RECURSO INOMINADO. AÇÃO DECLARATÓRIA DE NULIDADE DE RELAÇÃO CONTRATUAL. ALEGAÇÃO DE AUSÊNCIA DE RELAÇÃO CONTRATUAL ENTRE AS PARTES. NECESSIDADE DE PERÍCIA RECONHECIDA DE OFICIO. RECURSO CONHECIDO E PREJUDICADO.

PODER JUDICIÁRIO

TRIBUNAL DE JUSTIÇA DO ESTADO DA BAHIA

6ª TURMA RECURSAL

DECISÃO PROCLAMADA

Extinção sem resolução do mérito Por Unanimidade

Salvador, 25 de Março de 2019.


PODER JUDICIÁRIO

TRIBUNAL DE JUSTIÇA DO ESTADO DA BAHIA

6ª Turma Recursal

Processo: RECURSO INOMINADO n. XXXXX-37.2017.8.05.0014
Órgão Julgador: 6ª Turma Recursal
RECORRENTE: MARINHO DOS SANTOS
Advogado(s): TASSIA REBECCA FREITAS DA SILVA MOTA, LEON RAMIRO SILVA E SILVA
RECORRIDO: BANCO VOTORANTIM S.A.
Advogado(s): MANUELA SAMPAIO SARMENTO E SILVA

RELATÓRIO



Dispensado o relatório nos termos do artigo 46 da Lei n.º 9.099/95.

Salvador/BA, 15 de março de 2019.

1º Julgador da 6ª Turma Recursal

Relator


VOTO



Presentes os pressupostos de admissibilidade do recurso, dele conheço.
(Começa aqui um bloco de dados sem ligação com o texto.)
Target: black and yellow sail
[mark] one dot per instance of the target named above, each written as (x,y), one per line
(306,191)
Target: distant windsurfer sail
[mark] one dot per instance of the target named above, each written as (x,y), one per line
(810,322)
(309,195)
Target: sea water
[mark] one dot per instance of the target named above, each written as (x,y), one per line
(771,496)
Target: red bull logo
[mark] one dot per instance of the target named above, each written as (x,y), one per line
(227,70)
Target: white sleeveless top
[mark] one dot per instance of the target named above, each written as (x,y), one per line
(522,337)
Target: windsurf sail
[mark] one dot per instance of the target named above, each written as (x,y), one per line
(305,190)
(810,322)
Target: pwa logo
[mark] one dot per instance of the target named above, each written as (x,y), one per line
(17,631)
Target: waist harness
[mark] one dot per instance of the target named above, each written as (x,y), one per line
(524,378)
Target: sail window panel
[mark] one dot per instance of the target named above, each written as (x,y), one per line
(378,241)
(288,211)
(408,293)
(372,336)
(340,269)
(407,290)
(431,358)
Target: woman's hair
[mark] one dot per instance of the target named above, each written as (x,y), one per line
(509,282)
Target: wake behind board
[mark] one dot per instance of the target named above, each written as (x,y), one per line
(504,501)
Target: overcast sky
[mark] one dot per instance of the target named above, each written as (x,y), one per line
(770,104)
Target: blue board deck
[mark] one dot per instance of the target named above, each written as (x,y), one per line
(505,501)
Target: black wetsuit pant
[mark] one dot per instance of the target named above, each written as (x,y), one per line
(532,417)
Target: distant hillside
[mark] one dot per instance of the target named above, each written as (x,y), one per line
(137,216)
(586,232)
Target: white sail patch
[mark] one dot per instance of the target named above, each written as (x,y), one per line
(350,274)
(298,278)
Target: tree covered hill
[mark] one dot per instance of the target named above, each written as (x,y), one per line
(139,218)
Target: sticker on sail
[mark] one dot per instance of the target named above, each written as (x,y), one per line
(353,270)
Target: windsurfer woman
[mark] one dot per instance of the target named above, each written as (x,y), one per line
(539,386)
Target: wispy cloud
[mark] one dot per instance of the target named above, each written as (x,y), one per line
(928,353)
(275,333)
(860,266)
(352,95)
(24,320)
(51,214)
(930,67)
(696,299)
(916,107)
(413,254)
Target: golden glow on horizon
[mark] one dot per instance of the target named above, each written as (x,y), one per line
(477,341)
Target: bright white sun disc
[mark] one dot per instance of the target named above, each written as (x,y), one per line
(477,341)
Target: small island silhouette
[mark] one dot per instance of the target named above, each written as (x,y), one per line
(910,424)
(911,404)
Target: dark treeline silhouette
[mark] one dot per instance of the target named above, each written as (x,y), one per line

Depreende-se da análise dos autos a existência de controvérsia que deve ser analisada a fim de justificar a extinção do processo sem análise do mérito e em consequência a reforma integral da sentença.

A complexidade da causa para julgamento perante o juizado impede a continuidade do processo pelo rito da Lei 9.099/95.

Constata-se, assim, que a controvérsia reside na legitimidade da relação contratual, cujo instrumento encontra-se supostamente assinado pelo autor, revelando-se imprescindível a realização de perícia técnica em torno do aludido documento, uma vez que se trata de contrato assinado a rogo, o qual o analfabeto que nega a contratação.



Se para o deslinde da controvérsia é tecnicamente útil e necessária a produção de prova pericial formal, negar tal possibilidade afronta a ampla defesa, não sendo possível ao magistrado concluir pelo direito desta ou daquela parte, sem o necessário suporte técnico adequado.

Assim, considerando-se que a competência dos juizados especiais é fixada, também, em virtude da complexidade do feito – como dispõe o Enunciado n.º 54 do FONAJE: “A menor complexidade da causa para a fixação da competência é aferida pelo objeto da prova e não em face do direito material”-, impõe-se a extinção do processo sem a resolução do mérito, nos termos do art. 51, II, da Lei nº 9.099/95.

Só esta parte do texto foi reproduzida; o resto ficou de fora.